1999 wurde Jordan infiziert
1999 in Brookline war auch das Jahr, als der Zuschauer Michael Jordan vom Flair des Ryder Cup infiziert wurde. Basketballlegende Air Jordan, der sechsfache NBA-Champion mit den Chicago Bulls, zweifacher Olympiasieger, 1992 Weltsportler des Jahres und eine der grössten Ikonen des US-Sports, war damals erstmals bei einem Heimspiel dabei und erkannte schnell: «Der Ryder Cup ist das Olympia des Golf.» Jetzt ist Jordan offizieller Assistent der US-Mannschaft – als Motivator und Teamspirit-Beauftragter. Und will dafür sorgen, dass Titelverteidiger Europa, unter Führung des Captains Olazábal, nicht schon wieder gewinnt.
Jordan, 49, sagt, «die Teamkomponente» werde im Individualistensport Golf «meist fahrlässig unterschätzt». Die meisten Spieler (die USA haben vier Neulinge dabei) hätten nie auf höchstem Level in einer Mannschaft gespielt. Ryder Cup aber verlange «hohes Mass an Bindekraft untereinander». All das hat Europa in der Vergangenheit oft den Sieg gebracht, gerade wenn die USA mal wieder als Favoriten gestartet waren (so wie diesmal, so wie meist). Jordan ahnt: «Mir scheint, dass die Europäer traditionellerweise eine grössere gemeinschaftlichen Bande pflegen.» Diese zu erzeugen könne «für ein Team hoch infektiös sein».

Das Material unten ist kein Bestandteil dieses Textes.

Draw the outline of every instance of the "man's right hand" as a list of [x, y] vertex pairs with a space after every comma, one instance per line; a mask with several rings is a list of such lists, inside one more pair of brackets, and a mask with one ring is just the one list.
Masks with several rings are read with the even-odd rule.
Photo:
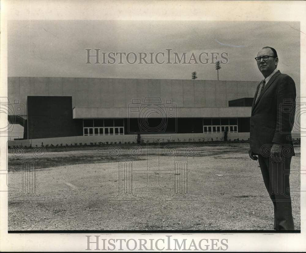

Und das ist seine Aufgabe: Jordan wird mit seinem Charisma im Umkleideraum dabei sein, er darf jederzeit ins Teamhotel. Er wird mutmasslich flammende Reden halten, wird eine Art Gute-Laune-Onkel geben und die Spieler unterwegs begleiten.
Sätze wie aus der Bibel für Motivationsgurus
Jordan sagt, er wolle dafür sorgen, dass seine Landsleute «mehr in gegenseitige Beziehung treten und daraus Energie saugen.» Es sind Sätze wie aus der Bibel professioneller Motivationsgurus. Der Rest ist seine gelebte Erfahrung: «In jeder Meistermannschaft gibt es Leader, gibt es Mitläufer, jeder hat eine bestimmte Rolle, die zum Erfolg etwas Entscheidendes beigesteuert hat.»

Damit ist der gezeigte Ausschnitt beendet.